Ürettiği sebze, meyve ve tarım ürünlerine kimyasal ilaç ve gübre katmadığını belirten Özkaya, gazetemize yaptığı açıklamada Atalık Tohumu da kullandığını belirterek, Çanakkale’de bir ilk olduğunu dile getirdi. Bir an önce hayalindeki üretim kompleksini bitirmeyi, ulusal ve uluslararası alanda faaliyete geçirmeyi, gönüllülük esasıyla doğal üretimi yaygınlaştırmayı hedeflediğini belirten kadın üretici,  “Köyümde, ilçemde ve Çanakkale’de benim tarzımda bir çiftlik modeli ile üretim yapan yok. Bu anlamda bir ilkim. Üretimhanemi açtım, ama binaya başlayamadım. Misafirhaneler de olacak. Üretim kısmına da rötuşlar lazım. Planlar, projeler mimarlar tarafından çizildi. Kurumlara başvurdum, projeyi beğeniyorlar. Kadın olduğum için de sorun çıkmıyor, tam tersine destek oluyorlar.  A’dan Z’ye karşılıyorlar, ama siz yapın, projeyi tamamlayın, biz sonra hibe verelim diyorlar. Benim zaten o kadar param olsa neden prosedürlerle uğraşayım ki? Geri ödemeli olsun, ama baştan destek gelsin. Biri elimden tutsun isterim. Sponsor da olur, zira döngüyü sağlamak zorundayım” dedi.

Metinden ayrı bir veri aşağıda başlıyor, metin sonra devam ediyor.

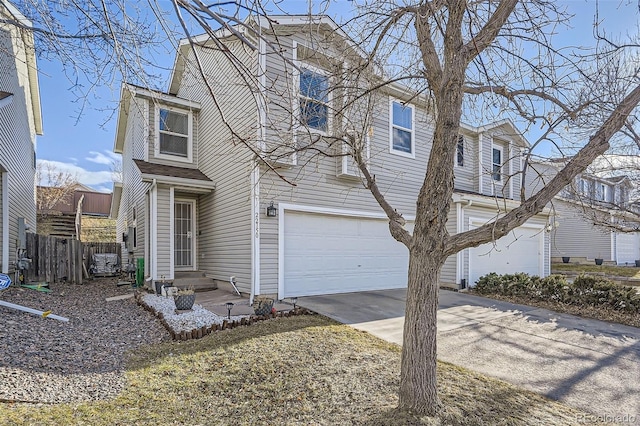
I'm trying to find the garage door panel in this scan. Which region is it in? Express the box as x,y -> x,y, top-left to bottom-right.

Ortaöğretimini ve liseyi Ezine’de tamamladıktan sonra Bayramiç’in Ahmetçeli Köyü’nde üretim çalışmalarına başlayan 53 yaşındaki Sevinç Özkaya ilk olarak Köy Kalkındırma Derneği’ni de kurdu. Önceleri kendi çapında üretim yapmaya başladığını kaydeden Özkaya, köylülerden gelen talep üzerine rotasını çizdiğini belirtti. 

“YURTİÇİNDEN VE YURTDIŞINDAN MİSAFİRLERİM GELİYOR”
15 keçisiyle birlikte, mayalı keçi peyniri ürettiğini söyleyen Sevinç Özkaya, “Kendi domatesimi üretip, salça yapıyorum. Zeytin ve zeytinyağı da kendi üretimim. Ürettiğim elmaları hem doğal, ham halde satıyorum,  hem de sirke yapıyorum. Erişte ve ekmek de üretiyorum. Soluduğumuz hava ne kadar temizse, benim ürünlerim de o kadar temiz ” dedi. Yurtiçinden ve yurtdışından Amerika, İran, Avusturya, Avustralya, Almanya’dan müracaat eden gönüllülere kalacak yer temin ettiğini ve beden işçiliği karşılığında doğal üretimin esaslarını öğrettiğini ifade eden Sevinç Özkaya, “Bilgi alışverişi de sağlıyoruz” diye konuştu.  İnternetten satışa yönelmediğini, ama istek olursa kargo yaptığını da dile getiren Özkaya, “Çok büyüdüğüm zaman, kalitemin bozulacağından endişe duyuyorum” diye konuştu. “Öğrenmek isteyen gönüllülere kapım açık” diyen Özkaya, “Bu aslında farklı bir tatil anlayışı.  Bu kişiler bazen 6 ay, bazen 4 yıl gibi bir süre yanımda kalıp, işin inceliğini öğreniyorlar” dedi.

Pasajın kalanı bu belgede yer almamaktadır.